Não surpreende o algoritmo estar confuso. Nas falas dos bolsonaristas, Marinho era tratado como vencedor. Mas este tipo de conteúdo gera clique. Quem, entre os bolsonaristas, quer ler sobre chances de derrota podendo ler sobre uma vitória? No "universo bolsonarista" a vitória era certa e o Google, aparentemente, acreditou.

Note que os textos são todos factuais. Mas diferentemente do jornal impresso que resumia tudo no título porque o leitor já havia comprado a edição, na internet a ideia é levar para dentro do texto, por meio do clique, e segurar o leitor o máximo de tempo no site para monetizar com publicidade.

Obviamente, trazer resultados ruins e até falsos como no caso de Marinho é péssimo para o usuário do Google. A empresa luta ativamente contra textos abusivos e investe milhões em jornalismo de qualidade. Também tenta constantemente aprimorar os algoritmos, mas é um jogo de polícia e ladrão no qual o prêmio é alto e a punição não existe para quem não tem ética.

A cigana Sulamita no topo do Google

Na terça-feira à noite, uma busca no Google por "Marinho ou Pacheco quem vence" trazia como primeiro resultado nas abas de Busca e também Notícias o texto "Marinho ou Pacheco? Vidente crava quem vencerá as eleições no Senado", do Correio Braziliense.

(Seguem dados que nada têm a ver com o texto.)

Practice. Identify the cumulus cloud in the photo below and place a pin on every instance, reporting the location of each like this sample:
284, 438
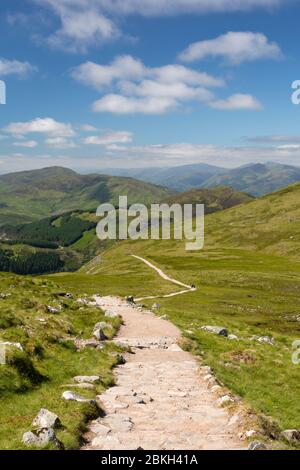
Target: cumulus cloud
86, 23
40, 126
235, 47
26, 144
109, 138
136, 88
15, 67
237, 102
60, 143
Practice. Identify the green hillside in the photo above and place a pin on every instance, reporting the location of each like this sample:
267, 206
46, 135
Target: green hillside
216, 199
256, 179
248, 280
32, 195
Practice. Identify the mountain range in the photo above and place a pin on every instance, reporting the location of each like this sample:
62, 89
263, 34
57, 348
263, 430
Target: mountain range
256, 179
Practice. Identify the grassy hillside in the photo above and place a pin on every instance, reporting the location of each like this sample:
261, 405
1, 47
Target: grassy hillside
32, 195
257, 179
216, 199
248, 280
36, 377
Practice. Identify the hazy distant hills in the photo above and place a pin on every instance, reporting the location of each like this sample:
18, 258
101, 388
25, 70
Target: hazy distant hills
256, 179
32, 195
216, 199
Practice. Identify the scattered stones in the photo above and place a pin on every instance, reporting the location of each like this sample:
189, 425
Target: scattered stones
110, 314
41, 438
257, 445
247, 434
156, 306
233, 337
226, 400
13, 345
46, 419
263, 340
91, 379
99, 334
53, 310
71, 396
217, 330
292, 435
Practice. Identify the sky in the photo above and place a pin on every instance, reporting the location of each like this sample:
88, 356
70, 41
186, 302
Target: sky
95, 84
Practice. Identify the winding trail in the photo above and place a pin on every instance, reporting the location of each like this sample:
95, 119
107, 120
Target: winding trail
163, 398
167, 278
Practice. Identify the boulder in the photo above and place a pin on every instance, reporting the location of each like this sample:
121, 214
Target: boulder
263, 340
110, 314
99, 334
72, 396
54, 310
292, 435
91, 379
217, 330
257, 445
46, 419
41, 438
12, 345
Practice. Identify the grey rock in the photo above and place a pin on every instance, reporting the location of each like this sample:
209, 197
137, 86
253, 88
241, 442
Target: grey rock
217, 330
257, 445
71, 396
54, 310
99, 334
263, 340
91, 379
291, 435
46, 419
41, 438
12, 345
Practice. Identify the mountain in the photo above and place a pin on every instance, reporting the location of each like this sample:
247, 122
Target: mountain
216, 199
257, 179
32, 195
178, 178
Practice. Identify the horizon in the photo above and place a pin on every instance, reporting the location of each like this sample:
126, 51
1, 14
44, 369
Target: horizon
101, 97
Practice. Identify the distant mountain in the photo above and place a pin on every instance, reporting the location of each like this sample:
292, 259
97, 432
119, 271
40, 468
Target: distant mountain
216, 199
178, 178
256, 179
32, 195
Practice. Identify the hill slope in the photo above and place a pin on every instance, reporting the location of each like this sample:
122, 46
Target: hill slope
257, 179
31, 195
216, 199
180, 178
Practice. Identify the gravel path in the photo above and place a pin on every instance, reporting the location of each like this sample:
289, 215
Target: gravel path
161, 400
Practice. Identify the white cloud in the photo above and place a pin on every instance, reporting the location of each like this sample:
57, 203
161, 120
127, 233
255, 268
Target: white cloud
110, 138
136, 88
236, 47
119, 104
41, 126
26, 144
60, 143
15, 67
88, 128
237, 102
86, 23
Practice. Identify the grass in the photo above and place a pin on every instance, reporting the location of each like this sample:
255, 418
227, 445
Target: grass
247, 292
37, 377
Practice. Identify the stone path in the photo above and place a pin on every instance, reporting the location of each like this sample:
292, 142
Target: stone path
161, 400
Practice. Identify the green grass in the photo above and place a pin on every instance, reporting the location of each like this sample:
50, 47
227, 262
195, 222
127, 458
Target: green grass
247, 292
37, 377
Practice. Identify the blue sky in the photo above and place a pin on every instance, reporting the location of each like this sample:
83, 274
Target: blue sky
93, 84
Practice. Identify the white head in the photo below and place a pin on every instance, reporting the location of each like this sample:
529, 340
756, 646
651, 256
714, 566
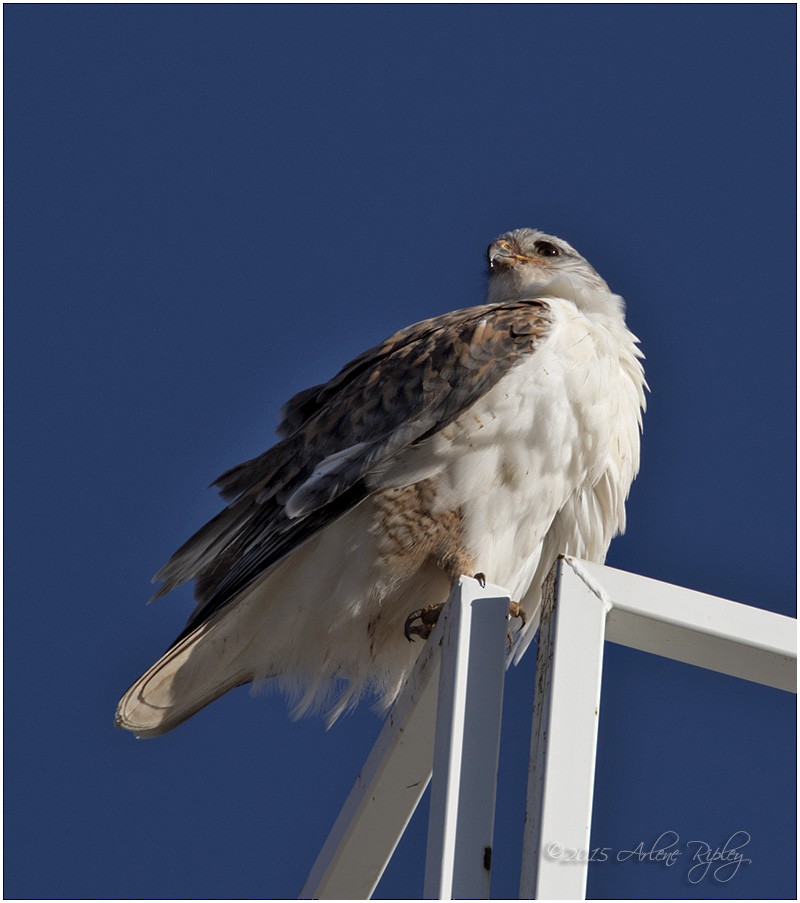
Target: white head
530, 263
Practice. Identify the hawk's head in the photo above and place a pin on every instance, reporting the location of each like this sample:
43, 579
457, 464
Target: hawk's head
529, 262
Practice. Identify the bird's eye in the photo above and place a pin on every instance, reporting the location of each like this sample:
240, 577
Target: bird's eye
546, 249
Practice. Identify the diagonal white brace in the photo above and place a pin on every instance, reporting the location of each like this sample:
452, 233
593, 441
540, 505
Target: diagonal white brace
467, 747
398, 769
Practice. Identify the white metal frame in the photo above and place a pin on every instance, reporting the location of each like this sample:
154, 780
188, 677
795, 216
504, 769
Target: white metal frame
447, 719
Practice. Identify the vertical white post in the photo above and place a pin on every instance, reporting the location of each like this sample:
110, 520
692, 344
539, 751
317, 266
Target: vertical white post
564, 739
467, 745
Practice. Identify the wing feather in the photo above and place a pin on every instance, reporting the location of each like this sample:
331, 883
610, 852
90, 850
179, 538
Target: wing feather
334, 435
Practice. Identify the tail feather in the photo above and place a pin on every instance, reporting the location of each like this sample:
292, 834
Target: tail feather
193, 673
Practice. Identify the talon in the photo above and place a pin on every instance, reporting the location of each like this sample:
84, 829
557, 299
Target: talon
515, 610
427, 617
408, 628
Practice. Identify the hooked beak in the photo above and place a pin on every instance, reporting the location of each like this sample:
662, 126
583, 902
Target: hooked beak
503, 253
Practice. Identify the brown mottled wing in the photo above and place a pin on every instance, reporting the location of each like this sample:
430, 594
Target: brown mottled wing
389, 398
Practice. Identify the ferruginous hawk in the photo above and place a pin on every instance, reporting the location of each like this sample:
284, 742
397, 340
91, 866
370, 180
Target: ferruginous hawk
490, 439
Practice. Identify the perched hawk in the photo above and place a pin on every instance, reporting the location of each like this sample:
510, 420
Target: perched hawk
488, 440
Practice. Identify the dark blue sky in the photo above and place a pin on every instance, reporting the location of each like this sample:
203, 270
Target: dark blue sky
209, 208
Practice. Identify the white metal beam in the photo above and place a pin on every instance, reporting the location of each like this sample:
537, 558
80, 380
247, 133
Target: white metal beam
386, 792
563, 739
692, 627
467, 747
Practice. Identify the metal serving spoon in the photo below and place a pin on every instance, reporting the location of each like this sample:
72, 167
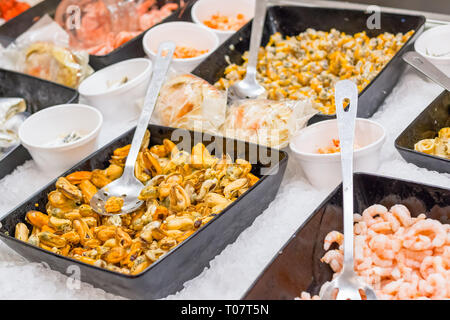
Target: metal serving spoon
427, 68
128, 187
249, 88
347, 282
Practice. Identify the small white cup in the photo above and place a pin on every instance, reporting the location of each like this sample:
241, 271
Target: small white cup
324, 170
182, 34
119, 104
432, 41
49, 124
203, 10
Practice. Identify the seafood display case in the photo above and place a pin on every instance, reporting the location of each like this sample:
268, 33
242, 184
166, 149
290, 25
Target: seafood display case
297, 266
168, 274
426, 126
131, 49
292, 20
38, 94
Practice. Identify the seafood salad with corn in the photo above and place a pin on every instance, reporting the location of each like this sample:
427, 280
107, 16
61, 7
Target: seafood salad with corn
9, 123
183, 192
400, 256
439, 146
309, 64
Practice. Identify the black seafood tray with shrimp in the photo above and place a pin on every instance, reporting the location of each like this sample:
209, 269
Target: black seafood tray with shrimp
292, 20
131, 49
38, 94
426, 126
189, 258
297, 266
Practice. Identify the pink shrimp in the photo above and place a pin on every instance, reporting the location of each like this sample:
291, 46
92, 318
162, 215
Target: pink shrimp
436, 286
431, 265
425, 234
402, 214
334, 258
333, 237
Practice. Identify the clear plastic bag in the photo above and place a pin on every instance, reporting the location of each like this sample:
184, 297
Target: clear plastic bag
189, 102
43, 51
266, 122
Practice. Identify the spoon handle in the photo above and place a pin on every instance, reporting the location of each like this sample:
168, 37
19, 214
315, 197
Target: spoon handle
346, 89
427, 68
160, 68
255, 38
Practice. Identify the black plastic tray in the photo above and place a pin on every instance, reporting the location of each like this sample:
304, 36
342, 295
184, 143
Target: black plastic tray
292, 20
298, 268
435, 117
188, 259
38, 95
131, 49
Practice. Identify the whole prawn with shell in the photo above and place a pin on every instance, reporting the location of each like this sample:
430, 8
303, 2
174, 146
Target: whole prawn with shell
183, 192
400, 256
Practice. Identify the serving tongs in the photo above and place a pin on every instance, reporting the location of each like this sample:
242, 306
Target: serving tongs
249, 88
421, 64
348, 284
128, 187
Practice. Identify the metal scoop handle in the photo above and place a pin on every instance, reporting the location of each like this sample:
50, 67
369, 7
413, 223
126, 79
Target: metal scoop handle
161, 66
255, 38
346, 125
427, 68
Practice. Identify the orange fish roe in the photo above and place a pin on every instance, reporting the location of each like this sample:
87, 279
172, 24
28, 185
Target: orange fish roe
226, 23
335, 147
12, 8
182, 52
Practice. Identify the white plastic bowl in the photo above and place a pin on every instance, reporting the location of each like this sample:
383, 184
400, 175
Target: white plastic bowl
51, 123
120, 104
182, 34
324, 170
203, 10
433, 42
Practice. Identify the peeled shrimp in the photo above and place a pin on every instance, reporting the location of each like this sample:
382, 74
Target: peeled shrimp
333, 237
402, 257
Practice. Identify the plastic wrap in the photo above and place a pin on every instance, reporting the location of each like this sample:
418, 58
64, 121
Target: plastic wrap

O tradicional jornal de Brasília sem dúvida é uma referência em notícias. Mas o número de cliques desta matéria foi determinante para esta notícia especificamente estar no topo. Note que um tema tão relevante como a eleição da presidência do Senado teve cobertura de todos os grandes veículos, mas é a cigana que domina a busca.

Aqui um segundo indício de como funciona o algoritmo: a performance nas redes sociais também interfere nos resultados ao trazer mais cliques.

A cigana Sulamita não diz que Marinho vencerá, mas deixa aberta a possibilidade de vitória do bolsonarista. Isso pode ter confundido o algoritmo na hora de gerar uma resposta. O Google leva em conta diversas matérias na hora de gerar um resultado, seja para ranqueamento nas buscas ou snippets (respostas resumidas), inclusive pode usar diferentes trechos de diferentes fontes. Mas se o robô levou em conta o que diziam as matérias com os bolsonaristas do "já ganhou", várias delas no topo das buscas, a vitória seria uma certeza.